The investigators go to work, piecing together all the clues to find out what happened, to learn what they can and to hopefully make sure it doesn’t happen again. A critical part of that learning process is the narrative report provided by the crew. Being able to match up the available evidence — whether parts or residue, flight data, radar traces, recordings or any other type of information — allows the investigator to see a full picture of what took place and to understand the role of the crew in managing the events as they unfolded.
In most cases and in many parts of the world, that’s the end of the story. Those pilots, that investigator, perhaps the airline, will have learned a valuable lesson, gained some hard-earned experience, and in all likelihood, will never encounter an event of that sort again. If they do, they will know what to do to reduce the risk of a bad outcome.
Meanwhile, far away across the world, the same widget works its way loose on a similar aircraft. This time the crewmembers don’t notice. The subtle warning signs go unheeded because the crew are busy managing their workload. Only when they attempt a critical maneuver do they suddenly find the aircraft is not so easy to handle. They have their hands full. The weather is marginal, the diversion options limited. Will they land safely?
Imagine you are that second pilot. Wouldn’t you like to know how the other crew managed, what they spotted that allowed them to identify the problem? How much easier would your task be if you were armed with that knowledge?
Every day across the world, pilots and other aviation professionals voluntarily submit safety reports, pointing out errors, hazards and actual occurrences. Most often, they do this either because it’s mandated by regulation or because their company has created an atmosphere of trust where they are encouraged to talk openly about safety threats. But have you ever wondered what happens to your safety report after it has been processed, dissected, analyzed and shared among your colleagues in your airline?

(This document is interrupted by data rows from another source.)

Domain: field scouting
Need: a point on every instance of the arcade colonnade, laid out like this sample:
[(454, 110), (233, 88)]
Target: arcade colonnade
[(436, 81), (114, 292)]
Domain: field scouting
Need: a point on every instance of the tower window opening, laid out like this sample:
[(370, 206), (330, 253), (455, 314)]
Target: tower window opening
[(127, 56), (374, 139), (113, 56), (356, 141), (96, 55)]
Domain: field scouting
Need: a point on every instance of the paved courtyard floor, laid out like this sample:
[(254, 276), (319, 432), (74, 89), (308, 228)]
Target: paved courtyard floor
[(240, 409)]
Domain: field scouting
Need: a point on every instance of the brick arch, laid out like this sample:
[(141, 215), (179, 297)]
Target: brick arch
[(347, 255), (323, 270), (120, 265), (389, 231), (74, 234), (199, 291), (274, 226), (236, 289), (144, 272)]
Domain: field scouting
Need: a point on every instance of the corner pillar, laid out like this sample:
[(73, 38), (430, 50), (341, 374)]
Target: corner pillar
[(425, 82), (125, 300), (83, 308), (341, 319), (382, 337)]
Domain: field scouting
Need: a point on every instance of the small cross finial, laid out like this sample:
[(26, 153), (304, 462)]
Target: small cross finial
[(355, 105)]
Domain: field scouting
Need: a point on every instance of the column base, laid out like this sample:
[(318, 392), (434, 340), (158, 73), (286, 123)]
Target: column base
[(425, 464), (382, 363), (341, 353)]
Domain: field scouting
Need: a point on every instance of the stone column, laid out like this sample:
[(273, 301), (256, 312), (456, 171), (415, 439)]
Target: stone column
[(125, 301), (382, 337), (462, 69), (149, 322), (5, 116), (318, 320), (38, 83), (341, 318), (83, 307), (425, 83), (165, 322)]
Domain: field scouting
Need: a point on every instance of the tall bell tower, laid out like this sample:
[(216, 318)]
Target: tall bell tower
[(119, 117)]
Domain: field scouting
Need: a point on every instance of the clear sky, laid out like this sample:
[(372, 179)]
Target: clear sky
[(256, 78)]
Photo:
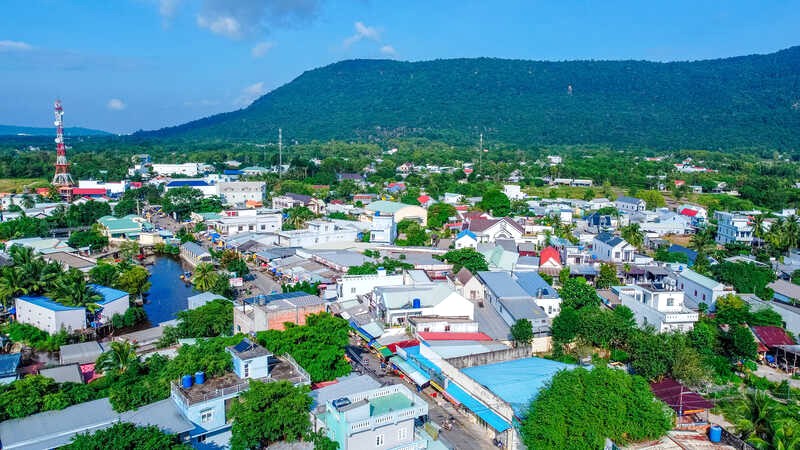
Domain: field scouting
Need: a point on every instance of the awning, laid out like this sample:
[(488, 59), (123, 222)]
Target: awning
[(410, 371), (493, 419)]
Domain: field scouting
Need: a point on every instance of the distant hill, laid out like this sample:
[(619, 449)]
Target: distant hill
[(12, 130), (746, 101)]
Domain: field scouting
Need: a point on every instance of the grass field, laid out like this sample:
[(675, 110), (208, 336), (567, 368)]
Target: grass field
[(18, 184)]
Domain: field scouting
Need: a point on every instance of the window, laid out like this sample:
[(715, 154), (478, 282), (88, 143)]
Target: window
[(206, 415)]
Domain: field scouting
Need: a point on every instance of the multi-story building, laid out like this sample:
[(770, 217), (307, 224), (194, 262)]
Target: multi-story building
[(381, 418), (270, 312), (658, 305), (240, 192), (237, 221), (733, 228)]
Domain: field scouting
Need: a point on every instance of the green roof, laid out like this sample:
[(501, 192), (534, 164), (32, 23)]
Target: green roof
[(385, 206)]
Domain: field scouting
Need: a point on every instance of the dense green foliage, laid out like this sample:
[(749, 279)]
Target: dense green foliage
[(734, 102), (318, 346), (579, 409), (126, 436)]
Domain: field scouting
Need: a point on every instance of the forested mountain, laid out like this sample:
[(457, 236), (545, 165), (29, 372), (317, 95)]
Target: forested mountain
[(13, 130), (747, 101)]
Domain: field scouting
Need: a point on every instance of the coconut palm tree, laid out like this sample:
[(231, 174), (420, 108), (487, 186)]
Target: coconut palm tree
[(119, 358), (204, 276)]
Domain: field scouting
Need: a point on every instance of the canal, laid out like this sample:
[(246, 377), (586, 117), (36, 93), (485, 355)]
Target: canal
[(168, 293)]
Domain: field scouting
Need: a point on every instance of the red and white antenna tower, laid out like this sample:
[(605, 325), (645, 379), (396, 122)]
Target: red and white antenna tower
[(62, 180)]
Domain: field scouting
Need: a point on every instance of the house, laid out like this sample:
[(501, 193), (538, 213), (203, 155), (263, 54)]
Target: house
[(610, 248), (733, 228), (9, 367), (785, 292), (194, 253), (489, 230), (290, 200), (399, 211), (382, 418), (512, 302), (394, 304), (550, 261), (318, 232), (238, 221), (700, 289), (467, 284), (240, 192), (50, 316), (270, 312), (630, 204), (658, 305), (466, 239)]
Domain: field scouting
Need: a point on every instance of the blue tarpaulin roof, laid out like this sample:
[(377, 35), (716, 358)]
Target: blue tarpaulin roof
[(492, 418), (516, 382)]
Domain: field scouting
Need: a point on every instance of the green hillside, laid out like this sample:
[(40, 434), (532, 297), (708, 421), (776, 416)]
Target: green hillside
[(748, 101)]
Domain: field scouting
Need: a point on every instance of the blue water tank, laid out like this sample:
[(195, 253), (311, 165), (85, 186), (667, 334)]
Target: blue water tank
[(186, 381), (715, 433)]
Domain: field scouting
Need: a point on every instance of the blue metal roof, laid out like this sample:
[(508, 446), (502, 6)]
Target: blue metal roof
[(109, 294), (189, 183), (47, 303), (9, 364)]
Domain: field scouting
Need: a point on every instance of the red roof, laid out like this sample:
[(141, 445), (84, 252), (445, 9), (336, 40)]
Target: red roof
[(549, 253), (88, 191), (448, 336), (679, 397), (772, 336)]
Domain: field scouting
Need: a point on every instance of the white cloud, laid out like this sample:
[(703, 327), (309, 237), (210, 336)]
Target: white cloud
[(261, 49), (249, 94), (237, 19), (116, 104), (14, 46), (362, 32), (388, 50)]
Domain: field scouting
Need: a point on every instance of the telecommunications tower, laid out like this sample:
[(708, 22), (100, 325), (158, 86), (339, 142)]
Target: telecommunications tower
[(62, 180)]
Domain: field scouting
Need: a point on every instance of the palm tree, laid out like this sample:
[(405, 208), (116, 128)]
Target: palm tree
[(119, 358), (204, 276)]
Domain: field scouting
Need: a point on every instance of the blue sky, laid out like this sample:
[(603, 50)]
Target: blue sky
[(124, 65)]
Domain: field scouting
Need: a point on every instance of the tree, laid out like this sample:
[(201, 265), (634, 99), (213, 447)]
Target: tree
[(439, 214), (119, 358), (572, 411), (215, 318), (607, 277), (496, 202), (134, 281), (126, 436), (633, 234), (467, 257), (269, 412), (203, 277), (522, 331), (576, 293)]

Every single safety report (and cabin, ground and maintenance report) is a vital component in a global system of data sharing. If you consider that every individual report represents one piece of a jigsaw, then only when we bring all the pieces together can we hope to be able to see the big picture. Showing that picture to each and every pilot, engineer, cabin crewmember and ground service agent is our ultimate goal, because when all of us are aware of the threats that await us out on the line, together we are best equipped to manage the risks.
The two most common things said to me by staff and management, respectively, are “you must be kept busy in the safety office” and “what does everyone else do?” These two comments actually go to the heart of what every safety office does, and are key to how effective we are at managing risk. If you wonder what keeps us busy in the safety office, well, for the most part, it is processing the ever-increasing volume of safety reports being submitted and doing our best to ensure the lessons learned are properly shared with the business. But we don’t stop there. We also constantly look at what we are doing, and compare the operational events to what we planned to have happen when we originally assessed the risk of the activity. In this way, we strive to continuously improve our systems and gradually reduce the overall risk incrementally.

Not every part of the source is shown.